Question : Does this limit (or even its existence) depend on the order of the objects in the sequence A?
 A: Yes, quite dramatically. Take $A = \mathbb{N}$ to be the positive integers WLOG and let $S$ be the subset having property $P$. The full group $\text{Aut}(\mathbb{N})$ of permutations of $\mathbb{N}$ acts transitively on the set of all infinite subsets of $\mathbb{N}$ whose complement is also infinite, so if $S$ is infinite with infinite complement then the limit you describe can have any value in $[0, 1]$, or be undefined, depending on the order.
For example, take $S$ to be the odd numbers. In the usual order the limit is $\frac{1}{2}$; this is called the natural density. But if we consider the order
$$1, 2, \\ 3, 5, 4, \\ 7, 9, 11, 6, \\ 13, 15, 17, 19, 8, \dots$$
in which we alternate between one even number and $k$ odd numbers for all positive integers $k$, then the limit is $1$. Variations of this idea can be used to produce any other limit or no limit.
To produce a limit $r \in [0, 1]$ take a sequence $\frac{p_k}{q_k}$ of rational approximations converging to $r$ (which can become eventually constant if $r$ is rational) and alternate between $q_k$ even numbers and $p_k$ odd numbers. To produce no limit, alternate between $2^k$ even numbers and $2^k$ odd numbers; this causes the density to fluctuate between $\frac{1}{2}$ and $\frac{1}{3}$. This is related to the fact that the "Benford subset" of positive integers whose first digit is $1$ has no natural density.
On the other hand, if $S$ is finite then the density is $0$ regardless of the order, and if $S$ is cofinite (has finite complement) then the density is $1$ regardless of the order.
A: Yes the limit does exist.  Define an event of picking up an object and noting whether it has property P.  Then your limit function is basically the definition of the probability of an event.  Although your function f will flip-flop between 0 and 1, the impact of each new 0 or each new 1 on the total sum will become vanishingly small as n becomes increasingly large.
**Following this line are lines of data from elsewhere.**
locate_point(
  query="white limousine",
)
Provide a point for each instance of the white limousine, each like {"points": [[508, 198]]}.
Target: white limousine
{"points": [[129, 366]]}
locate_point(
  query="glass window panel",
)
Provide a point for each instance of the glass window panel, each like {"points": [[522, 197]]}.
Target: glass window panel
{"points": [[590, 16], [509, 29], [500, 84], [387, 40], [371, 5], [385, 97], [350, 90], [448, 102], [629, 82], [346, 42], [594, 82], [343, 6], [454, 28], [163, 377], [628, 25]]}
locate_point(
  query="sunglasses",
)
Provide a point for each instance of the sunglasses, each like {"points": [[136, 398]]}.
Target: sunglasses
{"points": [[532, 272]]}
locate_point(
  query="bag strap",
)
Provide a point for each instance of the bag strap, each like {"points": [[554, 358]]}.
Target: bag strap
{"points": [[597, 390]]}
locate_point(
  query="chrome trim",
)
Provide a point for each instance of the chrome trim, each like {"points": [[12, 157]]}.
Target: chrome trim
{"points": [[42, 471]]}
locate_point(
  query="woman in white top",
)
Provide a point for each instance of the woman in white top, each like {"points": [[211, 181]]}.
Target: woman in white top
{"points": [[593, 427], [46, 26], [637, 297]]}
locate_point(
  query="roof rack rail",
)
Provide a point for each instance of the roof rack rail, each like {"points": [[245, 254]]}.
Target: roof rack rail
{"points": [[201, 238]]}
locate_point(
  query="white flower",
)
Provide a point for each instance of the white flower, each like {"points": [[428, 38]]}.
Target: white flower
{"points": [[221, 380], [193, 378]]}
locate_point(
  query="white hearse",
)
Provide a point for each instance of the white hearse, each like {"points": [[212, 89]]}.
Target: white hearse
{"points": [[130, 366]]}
So if my objects are coins and P is the property (lying heads-up), then as I examine more and more coins the closer your limit will get to 0.5. By the time I've looked at 1,000,000 coins, say, the sum might be at 502,301/1,000,000.  If the next coin is a head, it will become 502,302/1,000,001.  If it is a tail, 502,301/1,000,000, but the difference is negligible.